Fine-Tuning Medical Language Models for Enhanced Long-Contextual Understanding and Domain Expertise
Qimin Yang, Rongsheng Wang, Jiexin Chen, Runqi Su, Tao Tan
TL;DR
This work investigates why medical LLMs', fine-tuned for domain knowledge, long-context understanding often deteriorates and proposes a data-centric approach to balance general and medical information during fine-tuning. Using an open-book exam framework on Chinese medical tests and diverse data sources, the study analyzes how data composition and volume affect contextual reading and instruction following. Key findings show that incorporating general data improves long-context abilities in medical LLMs, though excessive domain-focused data can hinder context tracking, and that data volume exhibits diminishing returns after a saturation point. The results provide practical guidance for fine-tuning strategies to preserve broad linguistic competence while enhancing domain-specific accuracy, enabling more robust medical dialogue and decision-support applications.
Abstract
Large Language Models (LLMs) have been widely applied in various professional fields. By fine-tuning the models using domain specific question and answer datasets, the professional domain knowledge and Q\&A abilities of these models have significantly improved, for example, medical professional LLMs that use fine-tuning of doctor-patient Q\&A data exhibit extraordinary disease diagnostic abilities. However, we observed that despite improvements in specific domain knowledge, the performance of medical LLM in long-context understanding has significantly declined, especially compared to general language models with similar parameters.

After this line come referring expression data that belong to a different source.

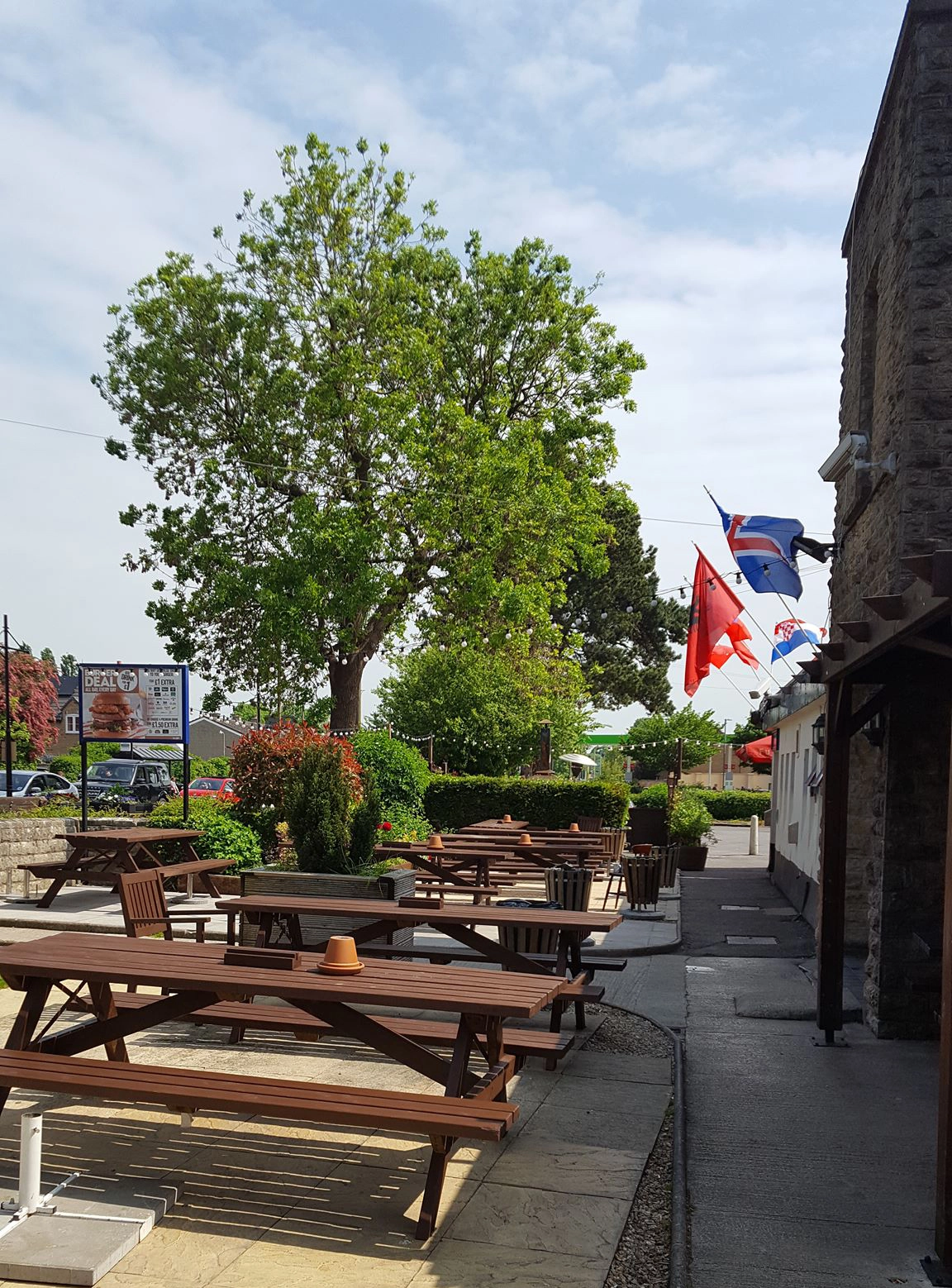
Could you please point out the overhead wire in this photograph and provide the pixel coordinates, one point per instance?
(306, 472)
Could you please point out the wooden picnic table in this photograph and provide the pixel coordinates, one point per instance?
(195, 976)
(276, 914)
(111, 852)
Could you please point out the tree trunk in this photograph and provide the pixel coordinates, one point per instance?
(345, 693)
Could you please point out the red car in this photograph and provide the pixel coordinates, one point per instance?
(223, 789)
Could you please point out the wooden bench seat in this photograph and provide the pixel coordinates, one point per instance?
(290, 1019)
(193, 867)
(444, 1119)
(468, 955)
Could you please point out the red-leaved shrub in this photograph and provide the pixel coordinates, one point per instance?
(264, 761)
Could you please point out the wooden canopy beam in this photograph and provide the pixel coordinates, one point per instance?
(926, 646)
(858, 632)
(890, 608)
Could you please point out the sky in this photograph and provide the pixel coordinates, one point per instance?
(701, 156)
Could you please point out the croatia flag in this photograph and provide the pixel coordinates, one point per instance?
(763, 549)
(791, 634)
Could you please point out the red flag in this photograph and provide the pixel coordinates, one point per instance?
(739, 637)
(712, 608)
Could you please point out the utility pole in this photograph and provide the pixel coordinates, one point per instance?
(8, 732)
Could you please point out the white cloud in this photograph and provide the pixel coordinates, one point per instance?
(553, 78)
(117, 150)
(680, 81)
(802, 171)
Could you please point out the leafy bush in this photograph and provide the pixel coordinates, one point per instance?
(735, 804)
(400, 770)
(317, 804)
(364, 823)
(652, 798)
(454, 803)
(406, 824)
(689, 819)
(264, 763)
(223, 835)
(721, 805)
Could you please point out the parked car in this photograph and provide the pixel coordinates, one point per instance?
(36, 782)
(142, 782)
(223, 789)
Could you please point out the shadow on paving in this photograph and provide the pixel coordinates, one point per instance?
(735, 903)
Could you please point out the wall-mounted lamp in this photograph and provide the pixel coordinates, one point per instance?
(876, 729)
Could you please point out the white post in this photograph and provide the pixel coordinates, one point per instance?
(30, 1159)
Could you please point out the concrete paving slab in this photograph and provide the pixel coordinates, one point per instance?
(620, 1068)
(67, 1247)
(526, 1218)
(808, 1166)
(631, 1131)
(555, 1163)
(454, 1262)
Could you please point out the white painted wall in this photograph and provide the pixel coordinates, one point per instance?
(795, 809)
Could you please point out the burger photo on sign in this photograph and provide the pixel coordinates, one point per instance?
(112, 713)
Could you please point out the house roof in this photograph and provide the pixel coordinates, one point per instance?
(221, 723)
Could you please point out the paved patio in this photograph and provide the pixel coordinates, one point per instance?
(269, 1202)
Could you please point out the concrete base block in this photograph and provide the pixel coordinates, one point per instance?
(64, 1247)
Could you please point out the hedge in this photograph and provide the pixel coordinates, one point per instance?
(454, 803)
(723, 805)
(223, 836)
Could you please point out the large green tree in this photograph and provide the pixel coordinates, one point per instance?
(652, 742)
(613, 621)
(484, 708)
(344, 419)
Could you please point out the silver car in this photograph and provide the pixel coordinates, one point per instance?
(37, 782)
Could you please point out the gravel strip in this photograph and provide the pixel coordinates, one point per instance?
(643, 1253)
(642, 1256)
(626, 1033)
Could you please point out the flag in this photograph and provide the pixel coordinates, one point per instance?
(763, 549)
(739, 635)
(791, 634)
(758, 752)
(712, 608)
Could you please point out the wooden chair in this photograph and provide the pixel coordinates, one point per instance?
(145, 909)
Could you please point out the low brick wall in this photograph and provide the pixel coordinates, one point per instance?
(34, 840)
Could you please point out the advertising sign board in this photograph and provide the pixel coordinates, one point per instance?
(133, 704)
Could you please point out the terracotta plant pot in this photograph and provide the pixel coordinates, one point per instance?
(692, 858)
(340, 956)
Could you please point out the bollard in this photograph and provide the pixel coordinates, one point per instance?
(30, 1158)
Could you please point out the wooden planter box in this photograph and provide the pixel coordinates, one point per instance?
(691, 858)
(325, 885)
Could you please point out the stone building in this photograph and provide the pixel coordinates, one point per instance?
(893, 475)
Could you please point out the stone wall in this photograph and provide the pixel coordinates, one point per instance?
(897, 389)
(34, 840)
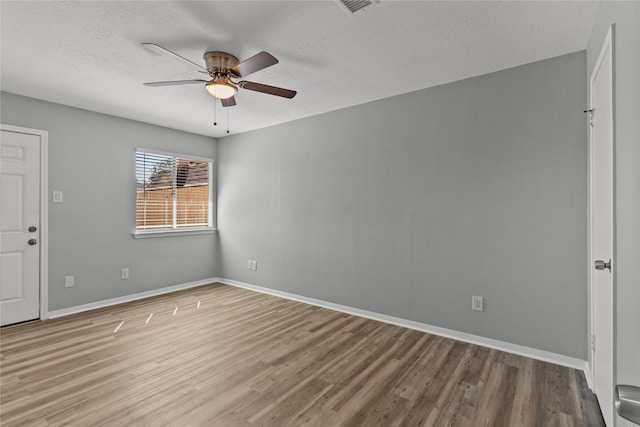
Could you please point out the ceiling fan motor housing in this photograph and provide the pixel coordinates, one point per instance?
(219, 62)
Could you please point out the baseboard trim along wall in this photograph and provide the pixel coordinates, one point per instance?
(127, 298)
(520, 350)
(533, 353)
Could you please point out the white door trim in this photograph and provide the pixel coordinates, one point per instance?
(44, 212)
(607, 45)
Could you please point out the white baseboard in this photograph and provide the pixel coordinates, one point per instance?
(520, 350)
(127, 298)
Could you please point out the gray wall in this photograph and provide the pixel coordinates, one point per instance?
(626, 17)
(92, 160)
(410, 205)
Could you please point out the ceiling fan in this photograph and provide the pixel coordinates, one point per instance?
(223, 67)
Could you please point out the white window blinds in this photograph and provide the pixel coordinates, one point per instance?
(173, 192)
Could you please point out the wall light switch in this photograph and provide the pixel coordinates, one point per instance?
(477, 303)
(68, 281)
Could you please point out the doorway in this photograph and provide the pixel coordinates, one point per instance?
(23, 239)
(602, 227)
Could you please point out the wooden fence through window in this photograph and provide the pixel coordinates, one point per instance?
(154, 208)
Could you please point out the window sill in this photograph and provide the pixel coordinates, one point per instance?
(167, 233)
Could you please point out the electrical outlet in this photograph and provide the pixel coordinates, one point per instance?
(477, 303)
(68, 281)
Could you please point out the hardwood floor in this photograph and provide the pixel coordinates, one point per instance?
(222, 356)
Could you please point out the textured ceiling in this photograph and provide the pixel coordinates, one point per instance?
(87, 54)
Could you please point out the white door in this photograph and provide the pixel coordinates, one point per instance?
(602, 231)
(20, 227)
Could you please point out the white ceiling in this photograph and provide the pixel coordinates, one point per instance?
(87, 54)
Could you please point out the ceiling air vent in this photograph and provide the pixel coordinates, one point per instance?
(353, 6)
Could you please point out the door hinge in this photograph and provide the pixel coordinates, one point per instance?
(591, 112)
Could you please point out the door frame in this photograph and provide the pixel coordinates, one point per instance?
(607, 43)
(44, 212)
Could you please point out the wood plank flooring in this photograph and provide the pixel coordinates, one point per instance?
(222, 356)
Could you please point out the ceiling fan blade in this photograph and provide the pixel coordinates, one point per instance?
(271, 90)
(175, 82)
(255, 63)
(159, 49)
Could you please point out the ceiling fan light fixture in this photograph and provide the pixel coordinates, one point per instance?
(221, 89)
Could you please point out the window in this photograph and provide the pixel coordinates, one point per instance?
(174, 194)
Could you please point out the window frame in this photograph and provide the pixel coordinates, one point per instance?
(143, 234)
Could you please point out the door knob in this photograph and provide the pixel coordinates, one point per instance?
(601, 265)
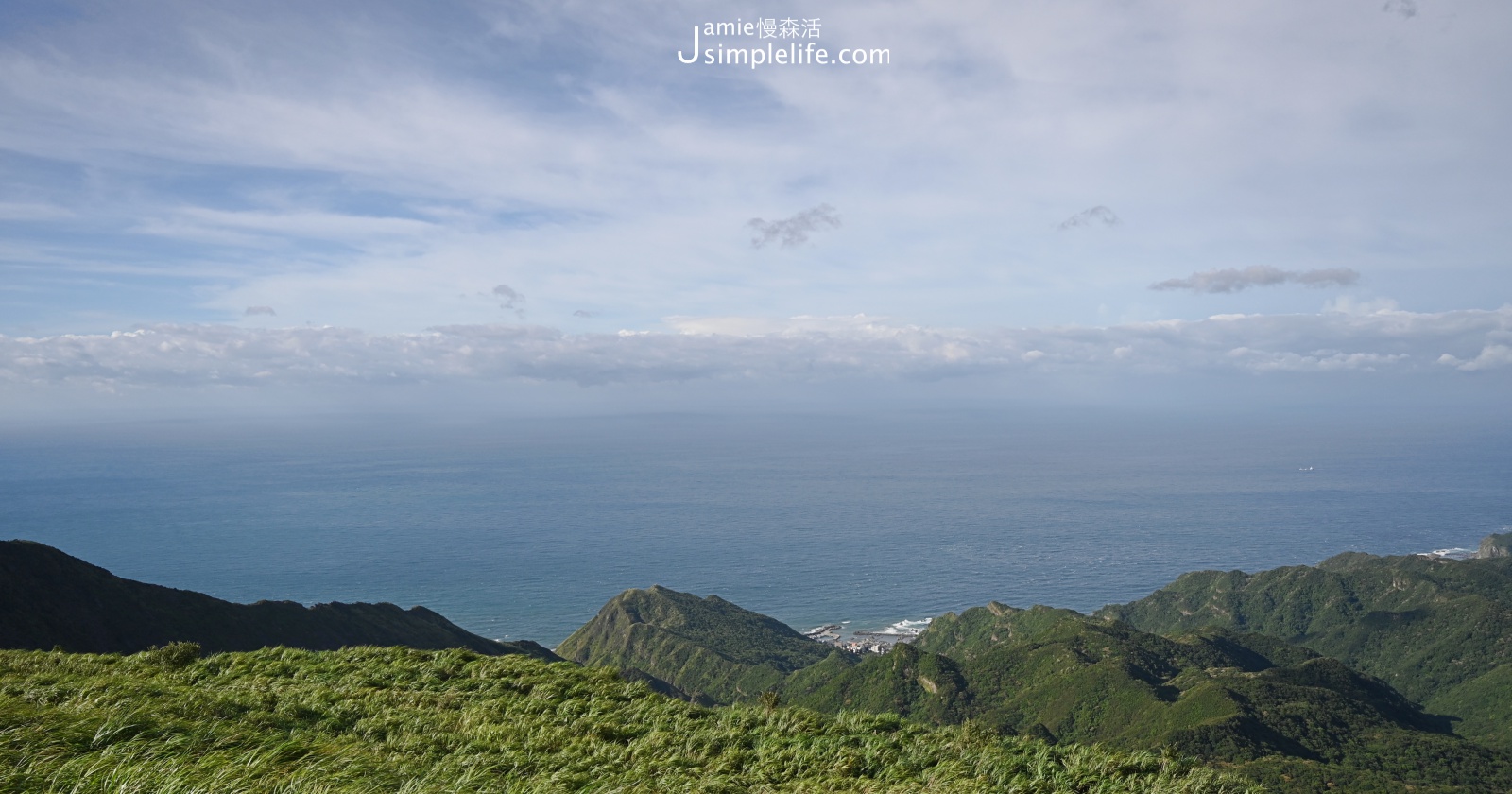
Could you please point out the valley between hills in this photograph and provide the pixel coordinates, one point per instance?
(1363, 673)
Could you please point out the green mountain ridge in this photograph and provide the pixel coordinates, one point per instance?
(50, 599)
(1269, 707)
(422, 722)
(1436, 630)
(710, 647)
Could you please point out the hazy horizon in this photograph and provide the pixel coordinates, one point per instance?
(541, 208)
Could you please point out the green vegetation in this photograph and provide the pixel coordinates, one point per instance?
(1272, 710)
(1214, 695)
(1436, 630)
(710, 647)
(50, 599)
(367, 718)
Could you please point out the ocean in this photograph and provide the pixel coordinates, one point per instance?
(522, 528)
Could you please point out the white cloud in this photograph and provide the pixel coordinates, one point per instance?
(1259, 276)
(768, 352)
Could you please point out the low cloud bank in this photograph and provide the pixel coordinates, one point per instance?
(753, 350)
(1260, 276)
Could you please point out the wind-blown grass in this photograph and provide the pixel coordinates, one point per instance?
(397, 720)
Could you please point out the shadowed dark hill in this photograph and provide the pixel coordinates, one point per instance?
(50, 599)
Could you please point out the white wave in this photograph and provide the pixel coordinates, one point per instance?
(907, 627)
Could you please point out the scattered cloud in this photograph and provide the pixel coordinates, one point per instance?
(1086, 218)
(793, 232)
(1489, 357)
(511, 300)
(756, 350)
(1259, 276)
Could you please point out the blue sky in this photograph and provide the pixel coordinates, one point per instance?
(206, 194)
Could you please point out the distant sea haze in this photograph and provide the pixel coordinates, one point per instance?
(524, 528)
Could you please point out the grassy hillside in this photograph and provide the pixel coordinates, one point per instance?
(1436, 630)
(365, 720)
(1058, 675)
(50, 599)
(708, 647)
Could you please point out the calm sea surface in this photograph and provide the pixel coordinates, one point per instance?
(524, 528)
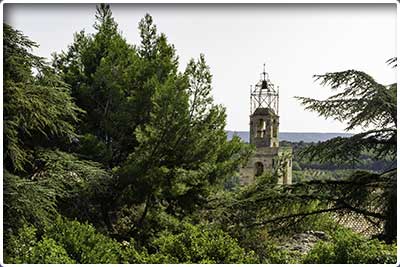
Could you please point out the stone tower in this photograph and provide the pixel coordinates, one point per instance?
(264, 135)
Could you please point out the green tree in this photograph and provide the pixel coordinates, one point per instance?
(365, 103)
(38, 109)
(182, 155)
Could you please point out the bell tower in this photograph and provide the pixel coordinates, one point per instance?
(264, 135)
(264, 118)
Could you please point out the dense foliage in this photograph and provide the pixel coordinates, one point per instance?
(112, 155)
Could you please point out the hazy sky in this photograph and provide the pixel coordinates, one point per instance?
(295, 42)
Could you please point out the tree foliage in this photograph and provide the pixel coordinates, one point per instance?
(113, 155)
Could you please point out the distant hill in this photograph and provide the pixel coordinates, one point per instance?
(293, 136)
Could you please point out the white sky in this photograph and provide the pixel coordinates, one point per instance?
(295, 41)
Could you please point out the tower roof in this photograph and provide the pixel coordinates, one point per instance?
(264, 111)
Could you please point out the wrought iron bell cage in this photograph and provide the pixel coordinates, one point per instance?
(264, 95)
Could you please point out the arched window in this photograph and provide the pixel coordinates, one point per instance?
(261, 128)
(259, 168)
(274, 128)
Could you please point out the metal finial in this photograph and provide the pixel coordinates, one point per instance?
(264, 71)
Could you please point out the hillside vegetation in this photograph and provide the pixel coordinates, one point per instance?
(112, 155)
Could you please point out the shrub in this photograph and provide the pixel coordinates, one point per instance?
(349, 247)
(199, 244)
(24, 248)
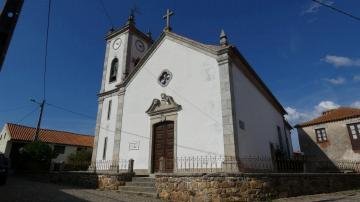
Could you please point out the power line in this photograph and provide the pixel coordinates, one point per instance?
(106, 13)
(27, 115)
(46, 49)
(15, 108)
(71, 111)
(336, 9)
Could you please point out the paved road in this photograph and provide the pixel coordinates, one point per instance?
(344, 196)
(18, 189)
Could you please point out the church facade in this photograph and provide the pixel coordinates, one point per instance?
(175, 97)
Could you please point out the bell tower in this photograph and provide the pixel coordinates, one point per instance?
(124, 49)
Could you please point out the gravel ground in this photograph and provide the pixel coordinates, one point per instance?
(18, 189)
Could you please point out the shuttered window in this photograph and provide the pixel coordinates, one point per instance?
(354, 133)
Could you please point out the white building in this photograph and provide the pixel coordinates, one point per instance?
(176, 97)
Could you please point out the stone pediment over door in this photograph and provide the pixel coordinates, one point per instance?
(163, 106)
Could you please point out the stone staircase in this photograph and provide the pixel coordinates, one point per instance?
(144, 186)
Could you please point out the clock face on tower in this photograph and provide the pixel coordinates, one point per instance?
(140, 45)
(117, 44)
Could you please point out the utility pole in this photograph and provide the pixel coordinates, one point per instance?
(42, 105)
(8, 19)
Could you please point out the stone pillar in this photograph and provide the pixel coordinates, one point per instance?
(131, 166)
(117, 137)
(97, 132)
(228, 109)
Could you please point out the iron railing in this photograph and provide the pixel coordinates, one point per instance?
(213, 164)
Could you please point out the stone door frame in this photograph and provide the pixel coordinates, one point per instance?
(153, 121)
(162, 110)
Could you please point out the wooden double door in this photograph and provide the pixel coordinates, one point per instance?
(163, 147)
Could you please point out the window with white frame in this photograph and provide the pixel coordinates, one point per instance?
(354, 133)
(321, 135)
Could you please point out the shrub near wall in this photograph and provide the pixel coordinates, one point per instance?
(250, 187)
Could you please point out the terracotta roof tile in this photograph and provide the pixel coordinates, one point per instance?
(333, 115)
(25, 133)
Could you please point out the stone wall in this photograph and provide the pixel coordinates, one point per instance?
(250, 187)
(105, 181)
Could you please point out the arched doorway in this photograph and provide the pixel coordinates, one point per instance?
(163, 147)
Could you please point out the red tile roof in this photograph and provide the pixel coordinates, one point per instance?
(25, 133)
(338, 114)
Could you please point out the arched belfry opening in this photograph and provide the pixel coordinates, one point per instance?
(114, 70)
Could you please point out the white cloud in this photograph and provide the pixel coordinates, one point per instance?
(324, 106)
(340, 61)
(314, 7)
(336, 81)
(356, 78)
(356, 104)
(295, 116)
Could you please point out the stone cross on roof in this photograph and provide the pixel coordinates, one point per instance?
(167, 17)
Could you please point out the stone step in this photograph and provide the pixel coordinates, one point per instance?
(138, 189)
(143, 179)
(141, 184)
(146, 194)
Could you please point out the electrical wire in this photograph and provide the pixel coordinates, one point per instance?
(106, 13)
(27, 115)
(336, 9)
(46, 49)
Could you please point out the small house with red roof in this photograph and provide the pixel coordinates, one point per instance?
(14, 136)
(334, 135)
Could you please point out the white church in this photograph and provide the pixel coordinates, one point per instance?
(175, 97)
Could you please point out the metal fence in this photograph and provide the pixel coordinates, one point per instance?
(96, 166)
(212, 164)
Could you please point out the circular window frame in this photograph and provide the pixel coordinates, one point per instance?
(161, 74)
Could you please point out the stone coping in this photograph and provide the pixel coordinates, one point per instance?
(89, 173)
(252, 174)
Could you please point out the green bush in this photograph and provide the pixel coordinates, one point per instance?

The purpose of this study is to investigate the phenomenon of reduced performance in understanding long-context in medical LLM. We designed a series of experiments to conduct open-book professional knowledge exams on all models to evaluate their ability to read long-context. By adjusting the proportion and quantity of general data and medical data in the process of fine-tuning, we can determine the best data composition to optimize the professional model and achieve a balance between long-context performance and specific domain knowledge.